See the comments in the code cell below for guidance on how you might want to structure your analysis, and feel free to create helper functions to organize your code. You do not have to follow the comments exactly, they are just a suggestion!

# TODO get point estimates using the cleaned dataset
point_estimates = {
    "unstratified": 0,
    "stratified_nnhealth": 0,
    "stratified_momage": 0,
    "stratified_momwhite": 0
}

# TODO generate bootstrap dataframes

# TODO create a data structure to store difference-in-means results

# TODO compute difference-in-means for each bootstrapped dataframe

# TODO report the results for each estimator

Estimator

Effect

95% CI

Length of CI

Difference-in-means

TODO

TODO

TODO

Difference-in-means stratified by nnhealth_bin

TODO

TODO

TODO

Difference-in-means stratified by momage_bin

TODO

TODO

TODO

Difference-in-means stratified by momwhite

TODO

TODO

TODO

5.2 Interpretation#

Finally, let’s interpret the results.

  1. Do any of the estimators appear to disagree with the others in terms of the estimate? Which estimator produces the shortest confidence interval?

  2. Based on your analysis, what conclusions can you draw about the average treatment effect of the intervention? Does it improve or worsen the outcome?

  3. Discuss ethical/design considerations of the experimental setup you noticed along the three principles of the Belmont Report: 1 short paragraph (~2-4 sentences) per principle. You can refer back to our discussion of these challenges from class, and the study design described in the reading. Some questions you could (but don’t have to) consider in your responses:

    • At the time the study was designed, do you think there was genuine uncertainty about the effectiveness of the intervention? Why might researchers have considered the intervention promising but unproven?

    • What do you notice about how infants were recruited into the study? Are they representative of the overall U.S. population of underweight newborns?

    • Is the selected outcome appropriate for evaluating the intervention’s impact? What are some other outcomes that could be used to evaluate the intervention?

6. Reflection#

  1. How much time did you spend on this assignment?

  2. Were there any parts of the assignment that you found particularly challenging?

  3. What is one thing you have a better understanding of after completing this assignment and going through the class content?

  4. Do you have any follow-up questions about concepts that you’d like to explore further?

TODO your responses here:

7. Optional extensions#

If you’d like, here are some optional extensions you can explore and implement:

  • Our stratified estimator currently only works for stratifying on binary variables. A natural extension would be to modify our diff_in_means_stratified function to work for multiple strata.

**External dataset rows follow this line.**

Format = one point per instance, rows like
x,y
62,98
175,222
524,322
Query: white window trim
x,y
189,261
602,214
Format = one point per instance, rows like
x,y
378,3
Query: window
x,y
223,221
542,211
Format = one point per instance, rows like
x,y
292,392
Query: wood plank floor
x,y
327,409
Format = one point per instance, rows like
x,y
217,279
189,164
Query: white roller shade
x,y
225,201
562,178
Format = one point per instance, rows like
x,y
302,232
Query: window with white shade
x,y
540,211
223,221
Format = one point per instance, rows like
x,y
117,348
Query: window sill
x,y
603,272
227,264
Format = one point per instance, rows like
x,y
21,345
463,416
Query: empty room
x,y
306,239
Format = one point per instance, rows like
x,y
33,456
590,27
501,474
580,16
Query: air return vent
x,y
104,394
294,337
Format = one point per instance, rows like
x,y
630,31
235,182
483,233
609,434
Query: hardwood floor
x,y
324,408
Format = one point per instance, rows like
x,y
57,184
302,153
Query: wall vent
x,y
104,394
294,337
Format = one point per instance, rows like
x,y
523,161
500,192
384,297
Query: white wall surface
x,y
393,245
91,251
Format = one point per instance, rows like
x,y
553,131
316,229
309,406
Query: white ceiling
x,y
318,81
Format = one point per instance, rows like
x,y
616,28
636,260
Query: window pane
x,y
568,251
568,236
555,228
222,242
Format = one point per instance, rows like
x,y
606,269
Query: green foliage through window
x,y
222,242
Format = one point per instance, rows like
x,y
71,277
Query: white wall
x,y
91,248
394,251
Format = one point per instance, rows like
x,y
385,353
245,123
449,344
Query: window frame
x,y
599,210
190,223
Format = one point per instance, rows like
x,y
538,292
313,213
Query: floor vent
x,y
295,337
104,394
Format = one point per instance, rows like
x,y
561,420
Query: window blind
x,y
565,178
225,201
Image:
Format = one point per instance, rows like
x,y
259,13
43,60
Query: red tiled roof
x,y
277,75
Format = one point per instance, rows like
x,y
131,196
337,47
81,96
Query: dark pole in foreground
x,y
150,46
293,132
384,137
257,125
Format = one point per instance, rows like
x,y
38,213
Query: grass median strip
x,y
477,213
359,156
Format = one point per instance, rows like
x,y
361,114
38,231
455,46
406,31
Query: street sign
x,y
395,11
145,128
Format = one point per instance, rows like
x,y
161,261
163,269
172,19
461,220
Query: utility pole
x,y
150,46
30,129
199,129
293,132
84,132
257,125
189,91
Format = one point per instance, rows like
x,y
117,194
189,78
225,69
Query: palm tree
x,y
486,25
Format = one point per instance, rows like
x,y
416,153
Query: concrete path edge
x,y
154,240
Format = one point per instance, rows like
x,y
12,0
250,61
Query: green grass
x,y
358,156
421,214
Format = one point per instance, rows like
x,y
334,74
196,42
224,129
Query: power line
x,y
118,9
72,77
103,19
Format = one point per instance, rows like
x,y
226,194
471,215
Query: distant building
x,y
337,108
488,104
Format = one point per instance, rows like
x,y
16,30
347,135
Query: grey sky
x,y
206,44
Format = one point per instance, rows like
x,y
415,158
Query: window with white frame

  • Once our stratified difference in means estimate is extended to support multiple strata, we can explore the trade-off between using more or fewer strata for continuous variables, and seeing how this affects the variance of our estimator. This can be done by using the pd.cut function to bin the covariate into a discrete number of bins.

  • Another benefit of a randomized experiment is that we can use them to study multiple outcomes. Brooks-Gunn et al. 1991 mention that the IQ score only provide a global estimate of cognitive function, and so also conduct analysis on the Peabody Picture Vocabulary Test (PPVT) which assesses vocabulary. We can follow the causal roadmap again to analyze this outcome, represented as the ppvt.imp column in the IHDP dataset.